Diabetes 9 to 5: Tips to Help You Manage Your Diabetes at Work
Controlling symptoms is critical to controlling your diabetes. Here's how experts say you can do the job while on the job.
Diabetes on the Job: Testing Sugar Levels and Taking Insulin continued...
It may seem that using insulin on the job would be an even more difficult task. But Randall J. Urban, MD, director of the Stark Diabetes Center at the University of Texas Medical Branch, says it's not true. "The new insulin pens don't need refrigeration," Urban says. "And they can be used pretty much anywhere, very discreetly. You just need to take some time to practice."
What can also help, he says, is the new long-acting insulin. Long-acting insulin can minimize the number of injections you need over the course of a day. "This has been a fantastic advance for diabetes patients," he says. "So if you're currently not using a long acting insulin you should speak to your doctor about whether it's right for you. It can make managing diabetes in the workplace much, much easier."
If you must refrigerate your insulin and either don't have access to a refrigerator or don't want co-workers to know, products like the IceyBag can help keep your medicine cold throughout an entire day. It features a small, refreezable insert that fits in the bottom of a cooler bag, and it will stay cold for up to eight hours.
Diabetes on the Job: To tell or Not to Tell
One of the biggest work issues faced by people with diabetes is whether or not to tell the boss, or even co-workers, about their disease. Either way, it's important to know that the Americans With Disabilities Act (ADA) prohibits potential employers from asking if you have type 1 diabetes or asking questions concerning insulin use or other prescription drugs.

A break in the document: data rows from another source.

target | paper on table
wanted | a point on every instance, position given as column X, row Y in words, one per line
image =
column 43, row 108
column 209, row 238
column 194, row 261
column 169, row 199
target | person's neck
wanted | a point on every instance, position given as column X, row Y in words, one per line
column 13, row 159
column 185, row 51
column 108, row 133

Once you have the job, however, the decision is yours as to whether or not to keep it personal or let others know. That said, experts believe it is important that at least one person in your workplace know of your condition, particularly if you are using insulin. That person could be a co-worker, nurse, or supervisor.
"You should tell someone who is physically near you at work that you have diabetes," says Strumph, "particularly if you take insulin. Give them a description of what happens when blood sugars drop too low. And tell them the basic emergency treatment for this."

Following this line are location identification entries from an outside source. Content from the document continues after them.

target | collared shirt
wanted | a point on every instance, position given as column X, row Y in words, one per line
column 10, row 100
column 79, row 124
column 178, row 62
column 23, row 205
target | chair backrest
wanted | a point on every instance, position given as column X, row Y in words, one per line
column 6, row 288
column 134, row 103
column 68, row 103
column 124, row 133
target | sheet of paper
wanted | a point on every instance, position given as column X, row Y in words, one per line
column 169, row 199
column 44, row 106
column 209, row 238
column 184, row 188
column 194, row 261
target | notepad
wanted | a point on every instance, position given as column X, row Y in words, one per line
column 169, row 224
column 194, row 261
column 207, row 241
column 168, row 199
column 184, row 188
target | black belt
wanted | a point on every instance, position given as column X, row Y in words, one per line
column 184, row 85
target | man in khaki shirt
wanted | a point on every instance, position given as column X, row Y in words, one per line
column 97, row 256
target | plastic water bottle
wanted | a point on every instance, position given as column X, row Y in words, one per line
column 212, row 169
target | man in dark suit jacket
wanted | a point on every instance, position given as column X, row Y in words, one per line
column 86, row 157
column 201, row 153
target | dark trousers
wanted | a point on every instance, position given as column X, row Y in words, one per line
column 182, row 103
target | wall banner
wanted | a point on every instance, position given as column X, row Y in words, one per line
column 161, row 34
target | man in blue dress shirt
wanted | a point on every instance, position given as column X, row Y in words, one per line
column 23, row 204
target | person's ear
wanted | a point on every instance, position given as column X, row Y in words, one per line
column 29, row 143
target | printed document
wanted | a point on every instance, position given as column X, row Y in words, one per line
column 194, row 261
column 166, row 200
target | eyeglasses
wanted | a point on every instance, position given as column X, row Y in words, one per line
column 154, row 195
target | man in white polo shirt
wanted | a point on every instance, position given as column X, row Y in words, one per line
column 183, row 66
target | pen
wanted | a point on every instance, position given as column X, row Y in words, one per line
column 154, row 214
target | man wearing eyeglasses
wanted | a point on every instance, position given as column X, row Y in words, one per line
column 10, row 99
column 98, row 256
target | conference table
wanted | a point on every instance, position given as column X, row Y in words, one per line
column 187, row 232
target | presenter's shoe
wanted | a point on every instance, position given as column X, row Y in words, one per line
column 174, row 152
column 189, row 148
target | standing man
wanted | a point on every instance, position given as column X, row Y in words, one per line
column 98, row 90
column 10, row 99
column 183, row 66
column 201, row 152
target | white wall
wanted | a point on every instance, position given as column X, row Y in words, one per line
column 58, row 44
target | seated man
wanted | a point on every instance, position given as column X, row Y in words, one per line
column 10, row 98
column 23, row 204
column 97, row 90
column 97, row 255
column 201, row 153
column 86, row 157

Moreover, he says, always have glucagon with you -- either in your desk or on you. And make certain that someone at work knows how to give it to you in the event of an emergency. Glucagon is an injectable medicine that can raise blood sugar in an emergency.
Synder agrees. "You have to treat low blood sugar swiftly. If you teach your co-workers about that, it can not only save your life in an emergency, but also help them to better understand your behavior if and when your sugar goes low." Synder tells WebMD that if your sugar goes low, you can become cranky or even prone to emotional outbursts.